# Free Golden pup - Craigslist Jacksonville



## Kelmel (Apr 7, 2009)

I found the below post on Craigslist tonight and I won't have a chance tomorrow to work on seeing if the poster and GREAT Rescue can be put together. Would anyone have time to contact a rescue or the poster?

I don't know if they will want both pups to be adopted together, but they are both real cuties.

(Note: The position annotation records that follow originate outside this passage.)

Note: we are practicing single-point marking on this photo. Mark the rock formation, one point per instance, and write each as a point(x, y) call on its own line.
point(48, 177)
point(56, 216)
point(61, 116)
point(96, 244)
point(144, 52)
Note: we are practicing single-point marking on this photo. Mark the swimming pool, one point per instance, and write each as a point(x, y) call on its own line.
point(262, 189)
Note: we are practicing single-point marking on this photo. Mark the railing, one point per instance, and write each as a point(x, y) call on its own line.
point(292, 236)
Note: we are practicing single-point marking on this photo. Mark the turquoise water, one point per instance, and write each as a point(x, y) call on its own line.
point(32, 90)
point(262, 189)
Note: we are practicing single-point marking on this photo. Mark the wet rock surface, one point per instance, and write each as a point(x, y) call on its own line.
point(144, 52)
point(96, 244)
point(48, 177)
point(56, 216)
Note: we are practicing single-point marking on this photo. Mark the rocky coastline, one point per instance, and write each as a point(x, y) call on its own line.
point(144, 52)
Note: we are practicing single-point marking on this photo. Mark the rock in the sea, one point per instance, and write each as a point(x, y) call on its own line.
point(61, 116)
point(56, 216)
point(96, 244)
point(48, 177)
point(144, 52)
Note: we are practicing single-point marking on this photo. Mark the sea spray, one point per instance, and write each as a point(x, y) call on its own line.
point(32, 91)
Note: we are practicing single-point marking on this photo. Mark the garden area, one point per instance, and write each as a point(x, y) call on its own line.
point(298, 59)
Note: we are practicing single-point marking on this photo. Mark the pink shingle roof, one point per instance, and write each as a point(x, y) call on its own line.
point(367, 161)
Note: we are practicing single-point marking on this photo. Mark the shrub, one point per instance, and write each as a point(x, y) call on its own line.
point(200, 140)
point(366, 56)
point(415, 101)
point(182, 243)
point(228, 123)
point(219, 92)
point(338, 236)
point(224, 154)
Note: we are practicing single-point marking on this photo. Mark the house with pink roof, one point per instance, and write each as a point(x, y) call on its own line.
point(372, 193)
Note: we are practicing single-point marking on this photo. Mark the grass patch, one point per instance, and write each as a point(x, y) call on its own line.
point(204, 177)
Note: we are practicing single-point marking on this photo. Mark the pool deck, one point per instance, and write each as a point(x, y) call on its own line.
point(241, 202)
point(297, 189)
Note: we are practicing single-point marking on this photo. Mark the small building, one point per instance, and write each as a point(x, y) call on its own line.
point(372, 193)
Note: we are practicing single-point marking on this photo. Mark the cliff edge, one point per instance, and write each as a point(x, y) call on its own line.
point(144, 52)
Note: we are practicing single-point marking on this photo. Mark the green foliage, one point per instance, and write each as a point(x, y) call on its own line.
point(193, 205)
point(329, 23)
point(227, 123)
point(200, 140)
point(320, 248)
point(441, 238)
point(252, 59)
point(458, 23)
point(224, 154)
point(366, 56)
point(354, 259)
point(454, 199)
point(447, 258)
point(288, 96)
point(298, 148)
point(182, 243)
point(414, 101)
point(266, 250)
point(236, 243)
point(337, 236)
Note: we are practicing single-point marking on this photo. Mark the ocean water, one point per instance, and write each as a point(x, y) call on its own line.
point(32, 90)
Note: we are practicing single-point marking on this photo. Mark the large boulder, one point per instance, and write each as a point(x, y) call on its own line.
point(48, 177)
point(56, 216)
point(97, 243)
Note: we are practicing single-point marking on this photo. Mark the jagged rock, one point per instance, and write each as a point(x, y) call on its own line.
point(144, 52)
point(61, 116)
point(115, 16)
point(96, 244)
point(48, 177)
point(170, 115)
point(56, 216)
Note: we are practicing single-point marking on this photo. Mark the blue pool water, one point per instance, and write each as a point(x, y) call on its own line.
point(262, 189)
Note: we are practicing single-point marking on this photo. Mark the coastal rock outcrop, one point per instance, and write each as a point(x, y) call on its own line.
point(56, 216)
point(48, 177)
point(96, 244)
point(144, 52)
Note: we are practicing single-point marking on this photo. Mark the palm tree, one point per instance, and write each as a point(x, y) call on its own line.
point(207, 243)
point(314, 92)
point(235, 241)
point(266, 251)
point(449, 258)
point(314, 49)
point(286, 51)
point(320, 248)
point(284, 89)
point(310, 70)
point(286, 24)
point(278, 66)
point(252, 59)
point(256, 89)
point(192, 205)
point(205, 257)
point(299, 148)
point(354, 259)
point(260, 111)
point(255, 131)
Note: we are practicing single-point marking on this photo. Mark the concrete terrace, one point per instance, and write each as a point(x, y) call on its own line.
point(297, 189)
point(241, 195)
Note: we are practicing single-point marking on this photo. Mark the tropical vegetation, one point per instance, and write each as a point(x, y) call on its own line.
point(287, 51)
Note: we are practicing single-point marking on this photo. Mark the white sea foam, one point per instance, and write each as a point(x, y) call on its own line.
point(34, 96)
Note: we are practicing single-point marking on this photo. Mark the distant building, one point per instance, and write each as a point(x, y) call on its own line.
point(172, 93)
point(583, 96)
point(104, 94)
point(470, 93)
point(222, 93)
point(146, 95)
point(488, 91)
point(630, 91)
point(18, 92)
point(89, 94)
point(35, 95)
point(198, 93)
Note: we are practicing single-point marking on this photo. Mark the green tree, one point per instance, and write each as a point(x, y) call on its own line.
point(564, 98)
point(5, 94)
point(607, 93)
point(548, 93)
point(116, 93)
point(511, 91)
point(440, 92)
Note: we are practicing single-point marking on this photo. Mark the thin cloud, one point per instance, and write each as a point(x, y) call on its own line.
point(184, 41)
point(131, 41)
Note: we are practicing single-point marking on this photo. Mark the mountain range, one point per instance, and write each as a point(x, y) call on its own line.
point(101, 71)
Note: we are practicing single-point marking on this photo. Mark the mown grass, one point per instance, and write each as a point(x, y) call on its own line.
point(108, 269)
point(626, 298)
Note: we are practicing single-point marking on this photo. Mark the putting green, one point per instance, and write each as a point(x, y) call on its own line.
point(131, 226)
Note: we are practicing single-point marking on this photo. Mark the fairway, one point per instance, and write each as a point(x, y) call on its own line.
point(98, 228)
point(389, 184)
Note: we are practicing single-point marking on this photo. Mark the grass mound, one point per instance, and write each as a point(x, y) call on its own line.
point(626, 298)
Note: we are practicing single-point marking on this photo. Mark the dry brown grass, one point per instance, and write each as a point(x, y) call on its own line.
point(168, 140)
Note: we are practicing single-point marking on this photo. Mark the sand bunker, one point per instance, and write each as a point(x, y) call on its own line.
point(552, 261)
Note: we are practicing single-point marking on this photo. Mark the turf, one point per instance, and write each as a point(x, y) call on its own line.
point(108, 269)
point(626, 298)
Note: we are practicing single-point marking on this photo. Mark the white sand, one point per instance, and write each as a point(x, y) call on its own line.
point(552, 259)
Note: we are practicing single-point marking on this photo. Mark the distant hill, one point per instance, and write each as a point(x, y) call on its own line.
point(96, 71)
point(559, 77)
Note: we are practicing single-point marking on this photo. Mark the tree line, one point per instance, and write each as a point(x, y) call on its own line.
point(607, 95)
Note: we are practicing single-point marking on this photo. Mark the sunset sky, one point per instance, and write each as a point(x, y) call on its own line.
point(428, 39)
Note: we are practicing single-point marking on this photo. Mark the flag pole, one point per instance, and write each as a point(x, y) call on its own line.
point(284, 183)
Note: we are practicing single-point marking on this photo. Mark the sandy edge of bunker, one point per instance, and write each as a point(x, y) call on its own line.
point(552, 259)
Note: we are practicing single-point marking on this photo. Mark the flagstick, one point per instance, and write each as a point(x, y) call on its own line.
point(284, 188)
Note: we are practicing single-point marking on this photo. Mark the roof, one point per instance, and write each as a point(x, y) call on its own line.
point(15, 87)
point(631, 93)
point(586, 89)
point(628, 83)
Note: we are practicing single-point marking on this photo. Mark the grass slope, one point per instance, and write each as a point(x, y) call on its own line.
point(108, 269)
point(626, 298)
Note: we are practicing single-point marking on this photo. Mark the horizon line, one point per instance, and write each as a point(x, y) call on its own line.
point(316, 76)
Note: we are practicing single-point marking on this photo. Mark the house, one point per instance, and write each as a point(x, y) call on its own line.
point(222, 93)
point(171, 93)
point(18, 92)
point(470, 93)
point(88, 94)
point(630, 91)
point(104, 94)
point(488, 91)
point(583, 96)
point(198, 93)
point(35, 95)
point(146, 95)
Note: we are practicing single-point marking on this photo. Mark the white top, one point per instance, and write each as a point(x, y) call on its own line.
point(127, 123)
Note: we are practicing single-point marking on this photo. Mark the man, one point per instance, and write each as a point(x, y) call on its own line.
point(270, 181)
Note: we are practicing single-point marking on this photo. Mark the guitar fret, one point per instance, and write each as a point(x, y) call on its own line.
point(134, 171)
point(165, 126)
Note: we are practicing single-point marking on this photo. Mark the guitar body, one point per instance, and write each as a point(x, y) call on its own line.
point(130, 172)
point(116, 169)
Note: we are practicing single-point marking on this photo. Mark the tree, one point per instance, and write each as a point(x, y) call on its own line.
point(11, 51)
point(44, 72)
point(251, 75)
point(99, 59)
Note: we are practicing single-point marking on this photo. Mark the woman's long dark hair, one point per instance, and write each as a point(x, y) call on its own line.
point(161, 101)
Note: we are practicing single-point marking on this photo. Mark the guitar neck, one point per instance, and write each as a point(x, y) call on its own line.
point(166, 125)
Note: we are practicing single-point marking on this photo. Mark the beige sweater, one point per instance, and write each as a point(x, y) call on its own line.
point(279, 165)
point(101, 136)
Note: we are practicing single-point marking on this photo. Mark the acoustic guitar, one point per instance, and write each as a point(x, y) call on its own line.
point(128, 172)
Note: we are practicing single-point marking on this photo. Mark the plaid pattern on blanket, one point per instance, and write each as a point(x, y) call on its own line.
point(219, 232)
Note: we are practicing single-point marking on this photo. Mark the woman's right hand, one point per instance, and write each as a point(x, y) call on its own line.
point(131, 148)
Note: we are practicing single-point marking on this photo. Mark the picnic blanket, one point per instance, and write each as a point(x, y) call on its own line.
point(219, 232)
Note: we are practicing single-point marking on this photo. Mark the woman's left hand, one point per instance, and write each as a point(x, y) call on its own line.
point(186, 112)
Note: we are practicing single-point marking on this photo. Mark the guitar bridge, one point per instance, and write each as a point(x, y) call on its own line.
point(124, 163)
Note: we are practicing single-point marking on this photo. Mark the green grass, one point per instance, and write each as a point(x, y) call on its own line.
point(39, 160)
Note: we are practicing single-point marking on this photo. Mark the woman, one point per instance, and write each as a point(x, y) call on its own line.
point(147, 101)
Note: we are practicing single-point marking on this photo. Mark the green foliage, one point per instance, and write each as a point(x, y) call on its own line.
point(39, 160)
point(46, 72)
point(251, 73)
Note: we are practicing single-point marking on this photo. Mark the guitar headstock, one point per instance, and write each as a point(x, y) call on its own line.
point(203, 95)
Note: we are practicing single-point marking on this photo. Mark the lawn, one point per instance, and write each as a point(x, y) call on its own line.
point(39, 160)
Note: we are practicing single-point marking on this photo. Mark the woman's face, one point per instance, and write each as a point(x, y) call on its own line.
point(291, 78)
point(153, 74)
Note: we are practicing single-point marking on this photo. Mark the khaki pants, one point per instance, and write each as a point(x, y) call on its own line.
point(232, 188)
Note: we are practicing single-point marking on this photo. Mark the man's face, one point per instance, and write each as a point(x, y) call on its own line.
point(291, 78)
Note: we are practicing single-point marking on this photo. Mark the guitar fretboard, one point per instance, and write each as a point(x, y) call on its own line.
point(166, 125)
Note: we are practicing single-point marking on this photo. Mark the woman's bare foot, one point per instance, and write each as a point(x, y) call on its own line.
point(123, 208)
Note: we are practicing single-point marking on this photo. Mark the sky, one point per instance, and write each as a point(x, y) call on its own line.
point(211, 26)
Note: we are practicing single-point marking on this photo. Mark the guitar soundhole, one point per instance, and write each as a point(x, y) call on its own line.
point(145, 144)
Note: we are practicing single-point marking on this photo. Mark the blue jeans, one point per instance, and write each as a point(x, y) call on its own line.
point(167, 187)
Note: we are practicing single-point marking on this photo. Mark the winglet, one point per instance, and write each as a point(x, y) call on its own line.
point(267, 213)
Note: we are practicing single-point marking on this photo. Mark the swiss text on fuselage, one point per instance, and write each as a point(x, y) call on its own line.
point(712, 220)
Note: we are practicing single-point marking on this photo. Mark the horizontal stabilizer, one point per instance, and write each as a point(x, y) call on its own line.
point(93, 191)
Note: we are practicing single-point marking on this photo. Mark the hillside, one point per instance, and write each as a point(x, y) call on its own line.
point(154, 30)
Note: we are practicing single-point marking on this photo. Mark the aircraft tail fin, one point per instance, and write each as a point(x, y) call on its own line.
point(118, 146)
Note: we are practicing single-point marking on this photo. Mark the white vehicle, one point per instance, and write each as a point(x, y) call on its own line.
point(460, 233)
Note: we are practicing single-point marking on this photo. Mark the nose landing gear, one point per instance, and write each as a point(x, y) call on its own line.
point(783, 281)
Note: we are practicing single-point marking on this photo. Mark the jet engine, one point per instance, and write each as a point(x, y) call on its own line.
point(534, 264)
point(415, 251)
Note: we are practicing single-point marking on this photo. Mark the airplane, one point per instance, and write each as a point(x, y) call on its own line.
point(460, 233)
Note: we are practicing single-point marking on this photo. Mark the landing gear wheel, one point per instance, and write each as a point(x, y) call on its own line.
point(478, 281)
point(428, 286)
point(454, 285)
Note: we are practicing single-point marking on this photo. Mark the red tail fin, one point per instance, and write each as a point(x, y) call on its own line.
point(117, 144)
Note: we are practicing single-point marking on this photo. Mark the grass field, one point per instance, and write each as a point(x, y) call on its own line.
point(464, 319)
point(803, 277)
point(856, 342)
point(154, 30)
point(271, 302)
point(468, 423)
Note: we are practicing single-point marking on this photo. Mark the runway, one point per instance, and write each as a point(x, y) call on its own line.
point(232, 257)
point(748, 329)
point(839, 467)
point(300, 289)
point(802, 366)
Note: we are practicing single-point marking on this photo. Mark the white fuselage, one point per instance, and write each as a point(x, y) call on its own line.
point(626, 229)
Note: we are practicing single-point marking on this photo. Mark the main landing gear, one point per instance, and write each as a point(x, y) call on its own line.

http://jacksonville.craigslist.org/pet/1418605475.html


----------



## BeauShel (May 20, 2007)

I am a foster Mom with great and I contacted our intake coordinator. Did ask about taking both of them. Will let you know if I find out anything. My crate is empty so maybe we could help. Thanks for letting me know.


----------



## mylissyk (Feb 25, 2007)

Oooh Carol! That would be so wonderful, I bet the two would fit in your crate together!


----------



## BeauShel (May 20, 2007)

I got a email back from the intake coordinator and asking if there is any room at the inn for both of them. Will let you know what she says.


----------



## amy22 (May 11, 2008)

oh I hope you can take those two cuties


----------



## BeauShel (May 20, 2007)

Sorry I meant to say she is checking with the head of the rescue because the rescue is supposed to be getting two other dogs in the next couple of days. And they were both listed on craigs list this past week. Working with the familes to get them to turn them over to us.


----------



## Kelmel (Apr 7, 2009)

BeauShel, Thanks for checking with them. I really hope it works out. I have seen posts on the Jax Craigslist complaining that someone is convincing owners to give the free dog to them and then reposting them for a fee. I am afraid that could easily happen to these two.


----------